ICLEI is a transnational network of local governments committed to a sustainable future. Its campaign, Cities for Climate Protection, aggregates local governmental commitments toward greenhouse gas emission reductions. C40 is a global network of 96 megacities (representing 25% of global GDP) working to address climate change. Climate Alliance is a network of 1,700 local governments and non-governmental organizations pursuing local action for global climate change. Energy Cities is a campaign securing signatures in over 1,000 cities in 30 countries to the Covenant of Mayor for Climate and Energy.

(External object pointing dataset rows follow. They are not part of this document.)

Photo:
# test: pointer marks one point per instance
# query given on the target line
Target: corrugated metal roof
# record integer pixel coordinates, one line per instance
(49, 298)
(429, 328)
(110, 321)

We Mean Business is a coalition of business organizations helping to catalyze  business leadership to accelerate transition to a low carbon economy. The World Business Council for Sustainable Development is a global CEO-led organization of over 200 businesses working together toward a sustainable world. CDP is a nonprofit running a global platform for environmental disclosure intended to focus investors, companies and cities on actions taken to build a sustainable economy. The Climate Group is a nonprofit bringing together networks of businesses and governments to shift markets and policies toward the more ambitions Paris Agreement goals. We-Are-Still-In is a collaboration of 3,500 organization representing the US at COP24 and promising to meet US emission reductions goals in lieu of elapsed federal commitments, in effect, rebutting the present regime.

Interfaith Power and Light offers a religious response to global warming. The Climate Initiative of the Parliament of World Religions supports action on behalf of indigenous populations, endangered forest and climate change policies. The Interfaith Center for Corporate Responsibility highlights approaches to ethical investing. The Alliance of Religions and Conservation helps the world’s major religions develop environmental programs based on their own core teachings, beliefs and practices. The Quaker United Nations Office works with people in the United Nations and it member organizations to provide opportunities for quiet diplomacy by opening a space of mutuality among potentially contentious parties. And with increasing organizational effectiveness, indigenous communities are bringing traditional knowledge systems to bear on questions of climate change.

The leadership initiatives shown by this wide array of actors is inspiring. They demonstrate a variety of ways to take up the challenge and the utter importance of doing so. They help us understand that our path forward is not essentially defined by the policies of nation states, either individually or collectively. Rather they prompt a broader recognition that climate change is a matter for everyday practice, local community action, progressive litigation, corporate responsibility, policy-relevant science, indigenous knowledge, ethical judgement, empathic world views and faith communities willing, as William Penn said, to see in the world “the Great Creator stare them in the Face, in all and every Part thereof.”